A Brief Peace Corps Experience Told in Short Breaths and Countless Letters

Sunday, September 14, 2003

14 September 2003

I just got really scared.

Like really really scared. I'm sitting alone in this hotel room with Neville the Wonder Dog in Narok all alone. I guess this is when the panic sets in. I don't know if I can do this.

Everything I own--all my worldly possessions--is in this room (and it's ALOT for Africa!). And I can't believe I gave up America for a kerosene lamp and a spastic dog.

I know I can do this.

But do I want to?

Sunday, September 07, 2003

7 September 2003

I'm listening to the Spring Break Mix CD I made my sophmore year.

I'm missing home right now. Well, not so much home, but college. It's so strange to me that life in America is going on without me. Classes have started at William and Mary. Rush has probably begun.

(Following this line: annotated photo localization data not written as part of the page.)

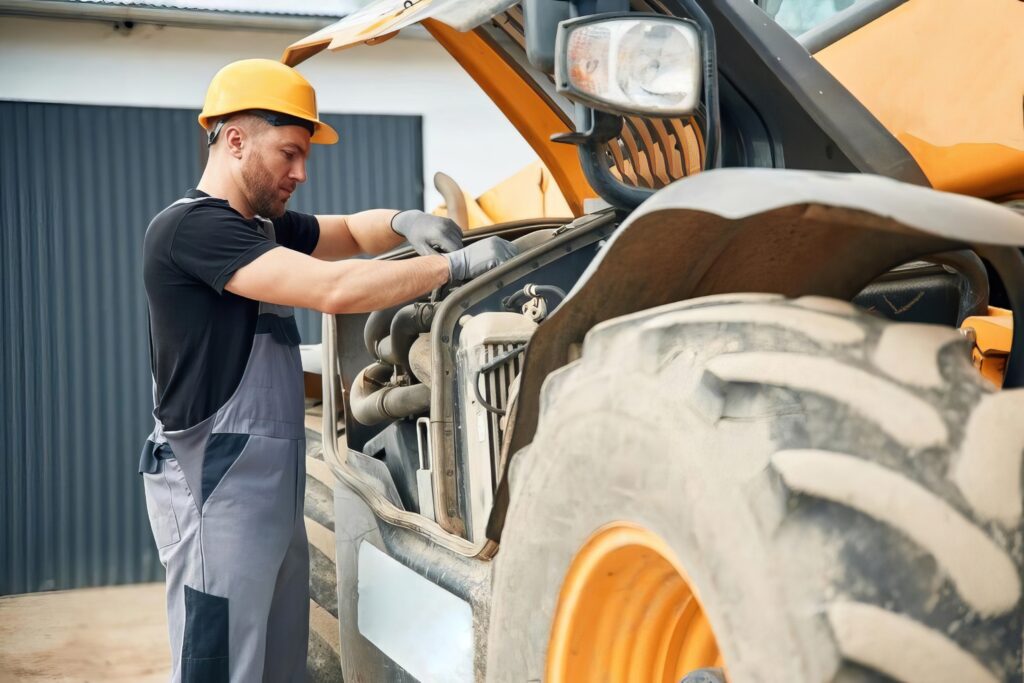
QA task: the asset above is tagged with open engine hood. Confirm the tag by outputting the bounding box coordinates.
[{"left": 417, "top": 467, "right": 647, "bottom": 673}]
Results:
[{"left": 281, "top": 0, "right": 518, "bottom": 66}]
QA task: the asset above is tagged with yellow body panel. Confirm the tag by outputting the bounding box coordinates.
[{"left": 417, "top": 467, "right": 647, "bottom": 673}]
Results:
[
  {"left": 816, "top": 0, "right": 1024, "bottom": 198},
  {"left": 434, "top": 161, "right": 573, "bottom": 229},
  {"left": 421, "top": 19, "right": 592, "bottom": 216}
]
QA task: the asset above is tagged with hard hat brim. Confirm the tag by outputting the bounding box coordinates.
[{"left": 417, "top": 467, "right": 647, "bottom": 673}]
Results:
[
  {"left": 310, "top": 120, "right": 338, "bottom": 145},
  {"left": 198, "top": 110, "right": 339, "bottom": 145}
]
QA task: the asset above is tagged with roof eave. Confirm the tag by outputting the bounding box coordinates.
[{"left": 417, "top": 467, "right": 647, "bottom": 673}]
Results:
[{"left": 0, "top": 0, "right": 339, "bottom": 32}]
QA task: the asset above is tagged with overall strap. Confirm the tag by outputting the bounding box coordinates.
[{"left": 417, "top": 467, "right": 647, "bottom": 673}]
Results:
[{"left": 254, "top": 216, "right": 301, "bottom": 345}]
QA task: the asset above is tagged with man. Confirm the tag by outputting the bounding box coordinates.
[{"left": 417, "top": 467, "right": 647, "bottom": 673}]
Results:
[{"left": 138, "top": 58, "right": 517, "bottom": 682}]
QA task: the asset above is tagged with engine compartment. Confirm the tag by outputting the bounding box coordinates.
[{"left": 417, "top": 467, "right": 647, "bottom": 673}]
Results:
[{"left": 334, "top": 214, "right": 617, "bottom": 540}]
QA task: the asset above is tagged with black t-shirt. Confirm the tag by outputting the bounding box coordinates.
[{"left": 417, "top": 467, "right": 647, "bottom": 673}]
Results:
[{"left": 143, "top": 189, "right": 319, "bottom": 431}]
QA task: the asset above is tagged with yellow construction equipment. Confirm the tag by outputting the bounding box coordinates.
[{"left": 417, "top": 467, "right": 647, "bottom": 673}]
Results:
[{"left": 286, "top": 2, "right": 1024, "bottom": 681}]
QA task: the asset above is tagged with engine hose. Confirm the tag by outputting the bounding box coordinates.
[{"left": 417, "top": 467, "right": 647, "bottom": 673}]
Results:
[
  {"left": 390, "top": 302, "right": 435, "bottom": 371},
  {"left": 349, "top": 363, "right": 431, "bottom": 425},
  {"left": 364, "top": 304, "right": 404, "bottom": 359},
  {"left": 502, "top": 284, "right": 567, "bottom": 311},
  {"left": 376, "top": 336, "right": 400, "bottom": 366},
  {"left": 473, "top": 347, "right": 526, "bottom": 417}
]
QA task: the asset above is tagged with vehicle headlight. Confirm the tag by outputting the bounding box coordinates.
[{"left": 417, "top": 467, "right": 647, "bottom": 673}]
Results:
[{"left": 555, "top": 14, "right": 702, "bottom": 118}]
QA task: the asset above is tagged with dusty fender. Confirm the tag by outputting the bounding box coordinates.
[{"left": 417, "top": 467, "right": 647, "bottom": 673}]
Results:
[{"left": 491, "top": 167, "right": 1024, "bottom": 541}]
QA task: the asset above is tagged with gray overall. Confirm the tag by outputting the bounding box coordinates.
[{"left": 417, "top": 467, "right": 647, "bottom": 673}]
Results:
[{"left": 140, "top": 206, "right": 309, "bottom": 682}]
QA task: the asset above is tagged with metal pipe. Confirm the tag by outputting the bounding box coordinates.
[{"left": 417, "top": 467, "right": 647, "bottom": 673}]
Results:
[
  {"left": 350, "top": 363, "right": 431, "bottom": 425},
  {"left": 408, "top": 334, "right": 433, "bottom": 387}
]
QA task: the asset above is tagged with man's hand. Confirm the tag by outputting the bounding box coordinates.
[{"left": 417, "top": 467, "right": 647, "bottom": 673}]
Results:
[
  {"left": 444, "top": 237, "right": 519, "bottom": 282},
  {"left": 392, "top": 210, "right": 464, "bottom": 256}
]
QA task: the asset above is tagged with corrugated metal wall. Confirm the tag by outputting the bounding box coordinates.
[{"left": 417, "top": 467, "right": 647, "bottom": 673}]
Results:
[{"left": 0, "top": 100, "right": 423, "bottom": 595}]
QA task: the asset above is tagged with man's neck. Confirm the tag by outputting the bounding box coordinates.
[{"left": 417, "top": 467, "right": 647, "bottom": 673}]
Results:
[{"left": 196, "top": 167, "right": 255, "bottom": 219}]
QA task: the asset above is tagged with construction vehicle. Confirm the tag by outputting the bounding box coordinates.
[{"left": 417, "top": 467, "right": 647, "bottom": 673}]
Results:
[{"left": 286, "top": 1, "right": 1024, "bottom": 680}]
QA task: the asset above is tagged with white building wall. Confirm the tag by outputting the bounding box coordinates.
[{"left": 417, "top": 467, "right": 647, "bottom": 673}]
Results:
[{"left": 0, "top": 15, "right": 538, "bottom": 209}]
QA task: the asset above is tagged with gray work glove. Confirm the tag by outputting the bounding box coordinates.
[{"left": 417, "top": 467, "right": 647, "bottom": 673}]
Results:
[
  {"left": 391, "top": 210, "right": 464, "bottom": 256},
  {"left": 444, "top": 237, "right": 519, "bottom": 282}
]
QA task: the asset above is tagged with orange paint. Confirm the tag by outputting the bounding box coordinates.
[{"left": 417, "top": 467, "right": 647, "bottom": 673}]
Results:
[
  {"left": 816, "top": 0, "right": 1024, "bottom": 198},
  {"left": 546, "top": 523, "right": 723, "bottom": 683},
  {"left": 422, "top": 19, "right": 593, "bottom": 216}
]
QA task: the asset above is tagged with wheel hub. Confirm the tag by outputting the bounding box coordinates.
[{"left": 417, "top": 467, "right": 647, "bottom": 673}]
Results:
[{"left": 545, "top": 522, "right": 724, "bottom": 683}]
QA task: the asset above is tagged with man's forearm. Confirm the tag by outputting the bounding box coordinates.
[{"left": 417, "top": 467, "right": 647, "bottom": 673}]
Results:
[
  {"left": 344, "top": 208, "right": 404, "bottom": 254},
  {"left": 228, "top": 237, "right": 514, "bottom": 314},
  {"left": 324, "top": 254, "right": 449, "bottom": 313}
]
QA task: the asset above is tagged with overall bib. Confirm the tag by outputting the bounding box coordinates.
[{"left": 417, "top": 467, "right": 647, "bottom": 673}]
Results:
[{"left": 140, "top": 209, "right": 309, "bottom": 682}]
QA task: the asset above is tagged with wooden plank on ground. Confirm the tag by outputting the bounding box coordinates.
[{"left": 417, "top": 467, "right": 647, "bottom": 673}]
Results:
[
  {"left": 309, "top": 599, "right": 341, "bottom": 658},
  {"left": 304, "top": 515, "right": 336, "bottom": 561},
  {"left": 306, "top": 456, "right": 334, "bottom": 490}
]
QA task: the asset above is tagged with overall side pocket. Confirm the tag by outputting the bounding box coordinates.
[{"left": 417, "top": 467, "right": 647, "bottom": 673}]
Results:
[{"left": 142, "top": 466, "right": 181, "bottom": 550}]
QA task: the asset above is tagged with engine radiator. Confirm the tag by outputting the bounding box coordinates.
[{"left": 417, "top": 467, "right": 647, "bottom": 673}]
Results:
[{"left": 456, "top": 312, "right": 537, "bottom": 542}]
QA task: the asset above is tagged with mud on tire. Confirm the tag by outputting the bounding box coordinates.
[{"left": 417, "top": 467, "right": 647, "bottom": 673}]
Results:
[{"left": 486, "top": 294, "right": 1023, "bottom": 682}]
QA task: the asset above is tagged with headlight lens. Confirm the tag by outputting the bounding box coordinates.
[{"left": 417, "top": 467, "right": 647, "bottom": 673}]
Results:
[
  {"left": 566, "top": 25, "right": 611, "bottom": 100},
  {"left": 557, "top": 15, "right": 702, "bottom": 117}
]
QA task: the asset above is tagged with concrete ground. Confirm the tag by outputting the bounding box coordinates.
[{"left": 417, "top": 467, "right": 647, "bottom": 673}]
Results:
[{"left": 0, "top": 583, "right": 170, "bottom": 682}]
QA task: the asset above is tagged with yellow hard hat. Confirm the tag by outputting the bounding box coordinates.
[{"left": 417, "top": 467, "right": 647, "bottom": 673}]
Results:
[{"left": 198, "top": 58, "right": 338, "bottom": 145}]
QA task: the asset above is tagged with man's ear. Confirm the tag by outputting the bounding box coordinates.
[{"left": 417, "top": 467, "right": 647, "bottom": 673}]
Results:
[{"left": 223, "top": 124, "right": 245, "bottom": 159}]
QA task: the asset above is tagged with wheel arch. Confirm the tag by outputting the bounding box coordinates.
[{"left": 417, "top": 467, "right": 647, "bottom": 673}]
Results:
[{"left": 490, "top": 168, "right": 1024, "bottom": 543}]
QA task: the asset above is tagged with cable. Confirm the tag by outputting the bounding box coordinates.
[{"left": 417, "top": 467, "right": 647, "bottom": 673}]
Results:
[{"left": 472, "top": 347, "right": 526, "bottom": 416}]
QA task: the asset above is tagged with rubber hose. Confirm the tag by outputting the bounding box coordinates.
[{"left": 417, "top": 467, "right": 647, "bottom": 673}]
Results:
[
  {"left": 364, "top": 304, "right": 403, "bottom": 359},
  {"left": 377, "top": 336, "right": 400, "bottom": 366},
  {"left": 390, "top": 303, "right": 435, "bottom": 371}
]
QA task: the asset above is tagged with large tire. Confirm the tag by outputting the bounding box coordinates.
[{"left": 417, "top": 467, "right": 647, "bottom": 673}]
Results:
[
  {"left": 487, "top": 294, "right": 1023, "bottom": 682},
  {"left": 304, "top": 414, "right": 344, "bottom": 682}
]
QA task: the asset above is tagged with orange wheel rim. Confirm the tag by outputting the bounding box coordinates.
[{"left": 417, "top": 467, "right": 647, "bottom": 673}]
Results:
[{"left": 546, "top": 523, "right": 724, "bottom": 683}]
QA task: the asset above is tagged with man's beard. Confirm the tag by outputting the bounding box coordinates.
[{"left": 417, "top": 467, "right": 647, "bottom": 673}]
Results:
[{"left": 241, "top": 150, "right": 287, "bottom": 218}]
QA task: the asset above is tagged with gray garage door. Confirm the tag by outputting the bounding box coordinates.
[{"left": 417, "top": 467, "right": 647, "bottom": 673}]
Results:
[{"left": 0, "top": 100, "right": 422, "bottom": 595}]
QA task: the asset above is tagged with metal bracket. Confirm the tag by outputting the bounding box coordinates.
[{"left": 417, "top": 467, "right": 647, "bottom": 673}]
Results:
[{"left": 550, "top": 108, "right": 622, "bottom": 146}]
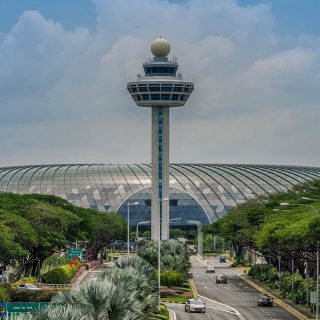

I have this sort of vision in my head of what William and Mary is like right now--sunny, warm (verging on hot). I can see the campus in my mind's eye. I can almost smell that piney scent of the trees, the smell of my dorm room, the smell of my roommate.

But in many ways, I'm excited to be here. I can't wait to move into my site and start Living in Africa! Before I got here, I thought it would be okay to leave early. But now, I don't want to. It's like I want to prove to myself that I CAN do this.